Detailed usage is as follows:
Usage: generate.footprinting.factor.specific.centipede.py
where the options mean:
-b Designated motif in MEME format
-p P-value for FIMO motif scanning
-n Name of factor
Example:
pwd
/n/scratch2/qz64/workdir
cd macs2.narrow.aug18
./generate.footprinting.factor.specific.centipede.py -b MA0035.2.GATA1.meme -p 0.001 -n GATA1
Note that option -p is the motif scanning p-value, which we recommend 0.0005, but for this example we will use 0.001 since GATA1 motif is quite short.
This Python script will generate a BASH script called integrate.footprinting.GATA1.centipede.sh
, which accepts a CUT&RUN experiment narrowPeak file (generated by MACS2) as input.
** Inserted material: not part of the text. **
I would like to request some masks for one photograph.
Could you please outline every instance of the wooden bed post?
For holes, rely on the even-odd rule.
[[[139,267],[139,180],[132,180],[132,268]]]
For example:
sbatch ./integrate.footprinting.GATA1.centipede.sh GATA1_D9_30min_S12_aligned_reads_peaks.narrowPeak
The output files will be located in the fimo.GATA1.result
directory:
└---- fimo.GATA1.result
└--- GATA1_D9_30min_S12_aligned_reads_peaks
└--- fimo2.MA0035.2.GATA1
└--- cisml.xml
└--- fimo.bed
└--- fimo.cuts.freq.txt
└--- fimo.gff
└--- fimo.html
└--- fimo.lambda.txt
└--- fimo.logratio.bed
└--- fimo.logratio.txt
└--- fimo.png
└--- fimo.postpr.txt
└--- fimo.txt
└--- fimo.xml
The output files are fimo.bed
, fimo.cuts.freq.txt
, and fimo.logratio.txt
, which are the binding site locations, cut frequency matrix, and binding log odds for the provided GATA1 motif.